More generally, School Library Journal said, "This is a strong choice for fantasy fans, including reluctant readers, even if they're not familiar with Gregor's first adventure." Kathy L. Fiedler of the Kutztown University Book Review called the novel "a hit with young readers, especially those who've enjoyed The City of Ember by Jeanne DuPrau". Several critics, including Publishers Weekly, lauded the novel specifically as a sequel to the well-received Gregor the Overlander. Wallace calls Gregor and the Prophecy of Bane a "welcome sequel", going on to state that "on the last page, the scene is skillfully set for [further sequels]". The Horn Book Magazine similarly stated, "Gregor’s fans will cheer the promise of future visits." On a more negative note, Peg Glisson writes for Children's Literature that "those who have not read the first Gregor will be at a slight disadvantage. Collins tries to weave necessary details from Gregor's first visit to the Underworld into this one, but it definitely slows the early chapters down and is not completely satisfying." Ed Sullivan of Booklist claims "...fans will not be disappointed with this exciting, action-packed sequel", although he also warns "readers unfamiliar with the first novel will be at a disadvantage [as] Collins assumes knowledge of the characters and developments from the first book".

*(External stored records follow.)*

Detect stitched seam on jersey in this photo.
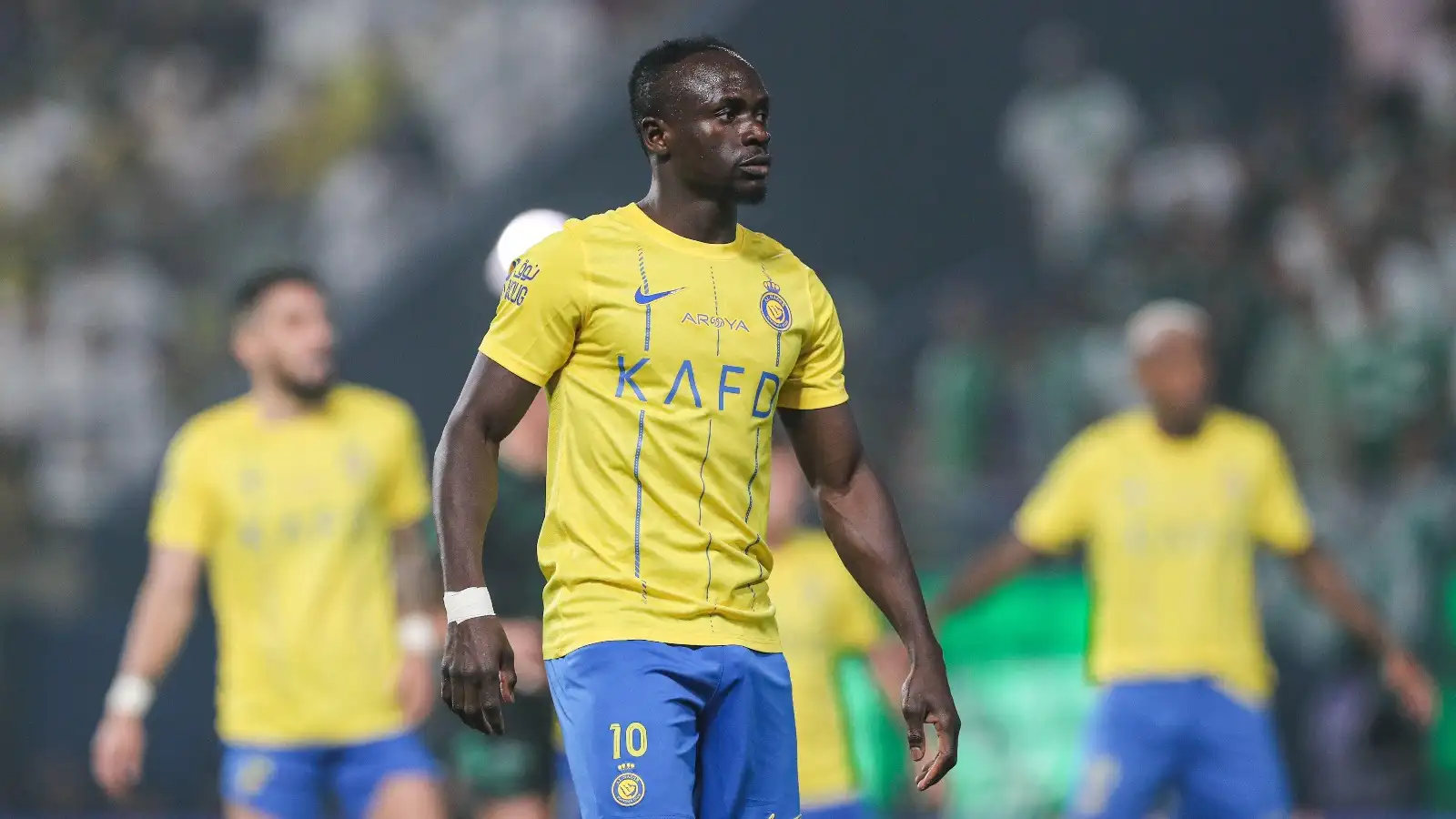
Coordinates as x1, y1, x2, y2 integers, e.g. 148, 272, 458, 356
638, 245, 652, 353
703, 532, 718, 602
697, 419, 713, 526
708, 265, 723, 359
632, 410, 646, 603
697, 419, 713, 606
743, 424, 763, 523
573, 224, 599, 326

The CCBC also praised the book for its portrayal of strong and healthy sibling relationships as it "[continued] the saga of two contemporary siblings navigating their way through unfamiliar territory". Card says, "Gregor's parents' inability to care for their children after the return of his father in the first book sets the stage for this second journey, in which the counsel of adults is well meant but morally ambiguous and Gregor's own wisdom must carry the day. That continuing realism wraps the mile-a-minute adventure in a satisfyingly complex political and social network and provides the whole with a compelling emotional foundation. Throughout, the motivations and growth of individual characters drive the action..." Glisson writes as well of how Gregor has "matured since his last adventure" and "learns to deal with the fact that he is a "rager," a deadly and efficient fighter."

Gregor and the Prophecy of Bane was on the New York Times and Book Sense Bestseller lists. It was also a Book Sense Children's Pick for 2005. The book has received several other awards as well. In 2005, it was a Connecticut Book Award Finalist and a Cooperative Children's Book Center recommended book. In 2007, it was nominated for the Sequoyah Children's Book Award, but did not win.